If you were lucky enough to have a choice, there were only two ways to go Monday morning on the campus of Virginia Tech: away from danger or toward it. Seventy-six-year-old engineering professor Liviu Librescu chose the second option, saved a classroom full of students and became a hero -- at the cost of his life.
As a child, he had survived the Holocaust. As an adult, he had survived persecution for defying Romania's brutal Communist regime during the Cold War. With their children grown, he and his wife, Marlena, had spent a quiet two decades on a peaceful university campus in rural Virginia.
But Monday, trouble found him once more. With bursts of gunfire rattling through the second floor of Norris Hall, Librescu closed his classroom door, giving his students time to escape through the windows, recalled senior Caroline Merrey of Baltimore, the third student to jump.
"He saved my life," Merrey said.
As they fled, Librescu held the door shut with his body while the gunman, 23-year-old Tech senior Seung-hui Cho, tried to force his way inside.
Moments after the last student leapt to safety, Cho apparently forced the door open and shot Librescu to death.
"My father has showed a sense of his courage in standing up for what he believed since long ago," said Joe Librescu, his son.
Librescu's actions struck a chord around the world.
"Just one candle can light up a room filled with darkness. Professor Librescu has lit the entire world with hope, reminding us that heroes can still exist even in our dark times," Evan Goldenthal of Toronto wrote on a Facebook.com page of tributes to Librescu.

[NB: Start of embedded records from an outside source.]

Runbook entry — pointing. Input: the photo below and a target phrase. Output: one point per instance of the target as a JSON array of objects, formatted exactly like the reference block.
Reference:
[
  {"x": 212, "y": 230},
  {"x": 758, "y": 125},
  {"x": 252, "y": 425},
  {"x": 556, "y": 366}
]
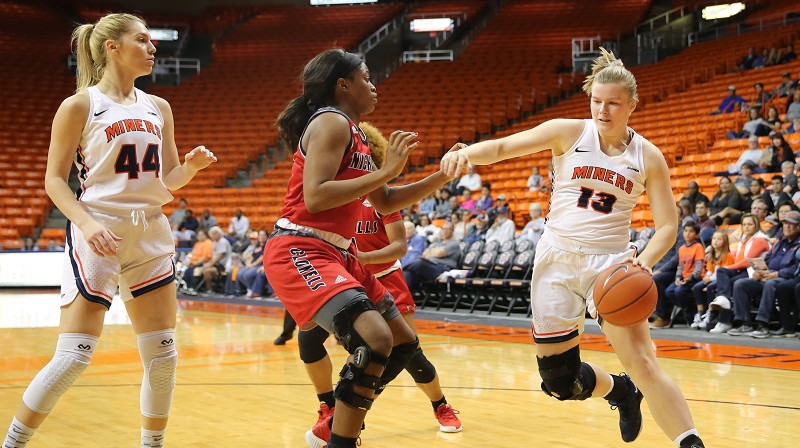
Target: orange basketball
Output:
[{"x": 625, "y": 294}]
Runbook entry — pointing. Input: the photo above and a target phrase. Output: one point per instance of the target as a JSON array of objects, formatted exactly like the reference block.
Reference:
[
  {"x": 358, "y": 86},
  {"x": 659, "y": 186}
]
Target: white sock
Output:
[
  {"x": 18, "y": 435},
  {"x": 153, "y": 438},
  {"x": 686, "y": 434}
]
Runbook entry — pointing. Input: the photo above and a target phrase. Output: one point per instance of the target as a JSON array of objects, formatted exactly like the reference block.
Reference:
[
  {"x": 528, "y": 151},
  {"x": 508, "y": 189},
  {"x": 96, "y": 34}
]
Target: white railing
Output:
[{"x": 427, "y": 55}]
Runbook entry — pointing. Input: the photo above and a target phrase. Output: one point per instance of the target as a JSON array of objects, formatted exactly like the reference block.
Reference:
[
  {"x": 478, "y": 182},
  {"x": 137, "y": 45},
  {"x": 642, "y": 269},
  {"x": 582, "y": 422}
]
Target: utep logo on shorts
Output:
[{"x": 306, "y": 270}]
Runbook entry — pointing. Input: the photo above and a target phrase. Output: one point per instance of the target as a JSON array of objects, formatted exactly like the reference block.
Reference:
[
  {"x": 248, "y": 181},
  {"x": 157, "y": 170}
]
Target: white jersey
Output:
[
  {"x": 594, "y": 194},
  {"x": 119, "y": 157}
]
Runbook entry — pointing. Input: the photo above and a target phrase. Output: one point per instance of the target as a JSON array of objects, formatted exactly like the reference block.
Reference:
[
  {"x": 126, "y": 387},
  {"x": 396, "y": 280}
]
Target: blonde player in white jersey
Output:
[
  {"x": 600, "y": 168},
  {"x": 122, "y": 143}
]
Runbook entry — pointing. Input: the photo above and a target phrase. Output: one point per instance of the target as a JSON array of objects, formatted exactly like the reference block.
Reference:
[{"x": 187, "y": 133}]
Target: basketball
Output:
[{"x": 625, "y": 294}]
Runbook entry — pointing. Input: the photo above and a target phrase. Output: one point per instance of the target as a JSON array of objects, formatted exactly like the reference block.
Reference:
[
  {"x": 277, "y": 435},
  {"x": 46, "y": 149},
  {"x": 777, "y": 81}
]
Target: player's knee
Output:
[
  {"x": 311, "y": 343},
  {"x": 72, "y": 356},
  {"x": 160, "y": 360},
  {"x": 565, "y": 377},
  {"x": 420, "y": 368}
]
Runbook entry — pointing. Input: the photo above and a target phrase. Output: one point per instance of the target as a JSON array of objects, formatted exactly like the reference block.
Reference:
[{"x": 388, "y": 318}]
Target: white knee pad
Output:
[
  {"x": 72, "y": 356},
  {"x": 159, "y": 358}
]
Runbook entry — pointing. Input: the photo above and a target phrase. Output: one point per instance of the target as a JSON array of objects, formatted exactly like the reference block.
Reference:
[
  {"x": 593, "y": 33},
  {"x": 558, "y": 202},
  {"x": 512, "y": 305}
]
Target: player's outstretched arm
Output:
[
  {"x": 176, "y": 174},
  {"x": 662, "y": 206}
]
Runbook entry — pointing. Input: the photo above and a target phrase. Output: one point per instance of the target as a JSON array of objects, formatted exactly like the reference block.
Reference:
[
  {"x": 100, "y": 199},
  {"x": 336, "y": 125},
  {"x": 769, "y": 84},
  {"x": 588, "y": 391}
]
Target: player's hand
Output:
[
  {"x": 101, "y": 240},
  {"x": 401, "y": 143},
  {"x": 637, "y": 262},
  {"x": 200, "y": 158},
  {"x": 454, "y": 161}
]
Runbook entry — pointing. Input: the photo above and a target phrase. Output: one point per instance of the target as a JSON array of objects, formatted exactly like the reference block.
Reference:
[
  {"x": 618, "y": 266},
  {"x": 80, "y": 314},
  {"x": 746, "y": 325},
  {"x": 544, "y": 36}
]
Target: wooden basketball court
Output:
[{"x": 236, "y": 389}]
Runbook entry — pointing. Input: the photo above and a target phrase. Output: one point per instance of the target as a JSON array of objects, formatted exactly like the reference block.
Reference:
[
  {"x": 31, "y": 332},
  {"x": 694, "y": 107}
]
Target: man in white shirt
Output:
[{"x": 503, "y": 228}]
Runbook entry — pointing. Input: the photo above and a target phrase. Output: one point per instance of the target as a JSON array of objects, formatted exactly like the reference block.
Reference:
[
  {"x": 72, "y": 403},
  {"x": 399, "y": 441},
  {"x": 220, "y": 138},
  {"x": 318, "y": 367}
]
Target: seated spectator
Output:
[
  {"x": 187, "y": 230},
  {"x": 439, "y": 257},
  {"x": 503, "y": 228},
  {"x": 693, "y": 193},
  {"x": 485, "y": 202},
  {"x": 781, "y": 266},
  {"x": 464, "y": 227},
  {"x": 535, "y": 227},
  {"x": 754, "y": 244},
  {"x": 535, "y": 180},
  {"x": 730, "y": 103},
  {"x": 756, "y": 125},
  {"x": 207, "y": 220},
  {"x": 726, "y": 204},
  {"x": 718, "y": 256},
  {"x": 416, "y": 245},
  {"x": 427, "y": 230}
]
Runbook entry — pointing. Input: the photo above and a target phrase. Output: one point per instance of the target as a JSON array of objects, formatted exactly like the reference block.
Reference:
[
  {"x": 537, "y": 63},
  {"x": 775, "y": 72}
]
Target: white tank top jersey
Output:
[
  {"x": 594, "y": 194},
  {"x": 119, "y": 157}
]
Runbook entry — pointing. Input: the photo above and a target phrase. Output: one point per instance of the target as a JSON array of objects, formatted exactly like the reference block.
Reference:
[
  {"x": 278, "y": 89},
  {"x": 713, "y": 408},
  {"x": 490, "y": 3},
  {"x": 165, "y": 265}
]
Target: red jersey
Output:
[
  {"x": 370, "y": 231},
  {"x": 356, "y": 162}
]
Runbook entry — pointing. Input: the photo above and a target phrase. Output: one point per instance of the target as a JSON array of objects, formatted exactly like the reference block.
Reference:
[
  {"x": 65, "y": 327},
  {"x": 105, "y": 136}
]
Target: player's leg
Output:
[
  {"x": 665, "y": 400},
  {"x": 79, "y": 329}
]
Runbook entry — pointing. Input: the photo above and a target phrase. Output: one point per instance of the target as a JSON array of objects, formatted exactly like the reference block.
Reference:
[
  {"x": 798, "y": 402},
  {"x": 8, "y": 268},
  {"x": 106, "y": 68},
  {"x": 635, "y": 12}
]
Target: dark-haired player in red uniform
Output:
[{"x": 310, "y": 259}]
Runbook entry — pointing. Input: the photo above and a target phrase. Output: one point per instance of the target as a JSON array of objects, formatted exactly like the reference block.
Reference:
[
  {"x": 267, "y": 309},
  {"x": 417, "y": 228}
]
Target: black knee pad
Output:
[
  {"x": 311, "y": 343},
  {"x": 352, "y": 374},
  {"x": 398, "y": 360},
  {"x": 420, "y": 368},
  {"x": 343, "y": 323},
  {"x": 565, "y": 377}
]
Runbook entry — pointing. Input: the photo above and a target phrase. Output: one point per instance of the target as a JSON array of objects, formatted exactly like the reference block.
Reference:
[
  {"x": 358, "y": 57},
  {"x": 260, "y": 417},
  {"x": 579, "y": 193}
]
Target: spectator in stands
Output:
[
  {"x": 207, "y": 220},
  {"x": 52, "y": 245},
  {"x": 726, "y": 204},
  {"x": 464, "y": 227},
  {"x": 427, "y": 229},
  {"x": 748, "y": 60},
  {"x": 29, "y": 245},
  {"x": 786, "y": 87},
  {"x": 439, "y": 257},
  {"x": 416, "y": 245},
  {"x": 535, "y": 180},
  {"x": 202, "y": 251},
  {"x": 485, "y": 201},
  {"x": 754, "y": 244},
  {"x": 470, "y": 179},
  {"x": 781, "y": 266},
  {"x": 237, "y": 229},
  {"x": 730, "y": 103},
  {"x": 221, "y": 252},
  {"x": 176, "y": 217},
  {"x": 752, "y": 154},
  {"x": 535, "y": 227},
  {"x": 187, "y": 230},
  {"x": 688, "y": 272},
  {"x": 756, "y": 125},
  {"x": 693, "y": 193},
  {"x": 788, "y": 55},
  {"x": 502, "y": 229}
]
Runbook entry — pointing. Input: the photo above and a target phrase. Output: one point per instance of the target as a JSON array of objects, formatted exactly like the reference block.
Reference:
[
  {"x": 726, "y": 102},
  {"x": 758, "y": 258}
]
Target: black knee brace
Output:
[
  {"x": 398, "y": 360},
  {"x": 311, "y": 343},
  {"x": 565, "y": 377},
  {"x": 420, "y": 368}
]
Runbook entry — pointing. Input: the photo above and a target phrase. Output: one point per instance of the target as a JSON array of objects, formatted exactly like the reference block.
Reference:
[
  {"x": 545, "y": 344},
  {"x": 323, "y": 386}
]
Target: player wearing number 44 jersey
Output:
[
  {"x": 600, "y": 168},
  {"x": 122, "y": 142}
]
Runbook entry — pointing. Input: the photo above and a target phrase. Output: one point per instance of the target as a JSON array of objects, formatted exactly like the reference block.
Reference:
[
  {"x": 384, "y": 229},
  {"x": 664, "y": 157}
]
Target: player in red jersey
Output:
[
  {"x": 381, "y": 242},
  {"x": 310, "y": 259}
]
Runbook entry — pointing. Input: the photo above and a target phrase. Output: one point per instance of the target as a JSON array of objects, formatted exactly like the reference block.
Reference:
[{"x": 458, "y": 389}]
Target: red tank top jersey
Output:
[
  {"x": 370, "y": 231},
  {"x": 356, "y": 162}
]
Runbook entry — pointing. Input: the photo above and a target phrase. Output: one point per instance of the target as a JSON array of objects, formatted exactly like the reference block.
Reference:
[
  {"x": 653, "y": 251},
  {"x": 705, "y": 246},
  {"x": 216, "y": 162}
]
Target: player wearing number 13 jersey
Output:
[{"x": 600, "y": 168}]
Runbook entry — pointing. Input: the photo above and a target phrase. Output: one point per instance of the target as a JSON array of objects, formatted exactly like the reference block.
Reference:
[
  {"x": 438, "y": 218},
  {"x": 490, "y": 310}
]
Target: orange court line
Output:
[{"x": 687, "y": 350}]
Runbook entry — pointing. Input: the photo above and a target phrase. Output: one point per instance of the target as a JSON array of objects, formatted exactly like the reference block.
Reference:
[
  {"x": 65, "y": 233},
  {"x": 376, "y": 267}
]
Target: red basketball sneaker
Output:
[{"x": 448, "y": 422}]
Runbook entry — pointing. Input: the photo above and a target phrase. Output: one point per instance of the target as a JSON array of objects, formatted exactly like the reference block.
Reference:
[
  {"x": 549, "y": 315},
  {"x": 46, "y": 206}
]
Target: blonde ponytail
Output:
[
  {"x": 607, "y": 69},
  {"x": 89, "y": 43}
]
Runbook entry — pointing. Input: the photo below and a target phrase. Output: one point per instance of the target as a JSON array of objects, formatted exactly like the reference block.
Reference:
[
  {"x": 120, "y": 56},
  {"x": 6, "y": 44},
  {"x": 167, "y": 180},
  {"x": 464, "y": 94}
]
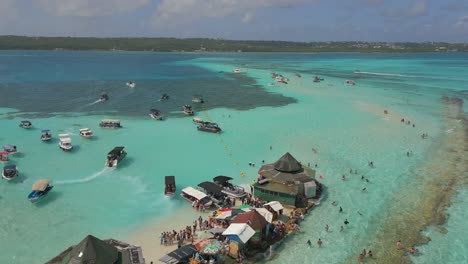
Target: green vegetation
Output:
[{"x": 215, "y": 45}]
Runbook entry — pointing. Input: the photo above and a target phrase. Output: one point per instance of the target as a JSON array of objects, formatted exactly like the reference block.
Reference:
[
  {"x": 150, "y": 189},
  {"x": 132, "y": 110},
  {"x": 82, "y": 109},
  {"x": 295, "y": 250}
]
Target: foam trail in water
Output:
[
  {"x": 86, "y": 179},
  {"x": 409, "y": 76}
]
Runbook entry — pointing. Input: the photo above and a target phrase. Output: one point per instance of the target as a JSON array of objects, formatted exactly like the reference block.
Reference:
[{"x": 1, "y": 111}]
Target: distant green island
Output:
[{"x": 217, "y": 45}]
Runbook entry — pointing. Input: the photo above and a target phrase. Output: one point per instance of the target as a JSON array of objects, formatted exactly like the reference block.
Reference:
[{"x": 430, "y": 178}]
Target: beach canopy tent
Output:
[
  {"x": 194, "y": 193},
  {"x": 222, "y": 180},
  {"x": 89, "y": 250},
  {"x": 40, "y": 185},
  {"x": 211, "y": 187},
  {"x": 231, "y": 213},
  {"x": 253, "y": 218},
  {"x": 243, "y": 231},
  {"x": 216, "y": 230},
  {"x": 180, "y": 255},
  {"x": 276, "y": 206},
  {"x": 265, "y": 213}
]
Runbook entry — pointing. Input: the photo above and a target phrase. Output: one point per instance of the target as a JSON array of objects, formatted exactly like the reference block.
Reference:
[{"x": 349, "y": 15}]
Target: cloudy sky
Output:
[{"x": 295, "y": 20}]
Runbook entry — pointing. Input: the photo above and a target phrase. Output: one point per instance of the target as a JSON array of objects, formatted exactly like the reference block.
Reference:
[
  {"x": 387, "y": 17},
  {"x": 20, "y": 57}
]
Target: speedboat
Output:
[
  {"x": 187, "y": 109},
  {"x": 9, "y": 172},
  {"x": 110, "y": 123},
  {"x": 213, "y": 191},
  {"x": 4, "y": 156},
  {"x": 156, "y": 114},
  {"x": 131, "y": 84},
  {"x": 198, "y": 99},
  {"x": 193, "y": 195},
  {"x": 46, "y": 135},
  {"x": 86, "y": 133},
  {"x": 115, "y": 156},
  {"x": 65, "y": 142},
  {"x": 39, "y": 189},
  {"x": 11, "y": 149},
  {"x": 103, "y": 97},
  {"x": 197, "y": 120},
  {"x": 169, "y": 188},
  {"x": 25, "y": 124},
  {"x": 229, "y": 188},
  {"x": 209, "y": 127}
]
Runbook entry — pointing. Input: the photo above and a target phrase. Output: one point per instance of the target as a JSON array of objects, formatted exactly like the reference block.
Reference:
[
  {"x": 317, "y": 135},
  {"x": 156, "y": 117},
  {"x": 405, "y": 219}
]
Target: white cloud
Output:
[
  {"x": 89, "y": 8},
  {"x": 190, "y": 10}
]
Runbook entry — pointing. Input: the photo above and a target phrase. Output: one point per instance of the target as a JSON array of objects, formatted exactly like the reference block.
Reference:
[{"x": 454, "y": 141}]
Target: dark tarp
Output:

What Librescu did was one of the most conspicuous acts of heroism to surface thus far in the bloodiest massacre inflicted on an American campus by a lone gunman. But it was not the only story of bravery and determination in the face of mortal danger.
Students also fought off attempts by the gunman to force open the doors to other classrooms.
In one case, Cho had shot as many as a dozen students in a German-language class, then departed in search of new targets. Two students held the door shut when the gunman returned, and he fired several rounds into the door in frustration.
There were numerous reports of students using articles of clothing and in one case even a piece of wire to fashion tourniquets and stop bleeding from gunshot wounds, as well as taking other first-aid measures for themselves and others.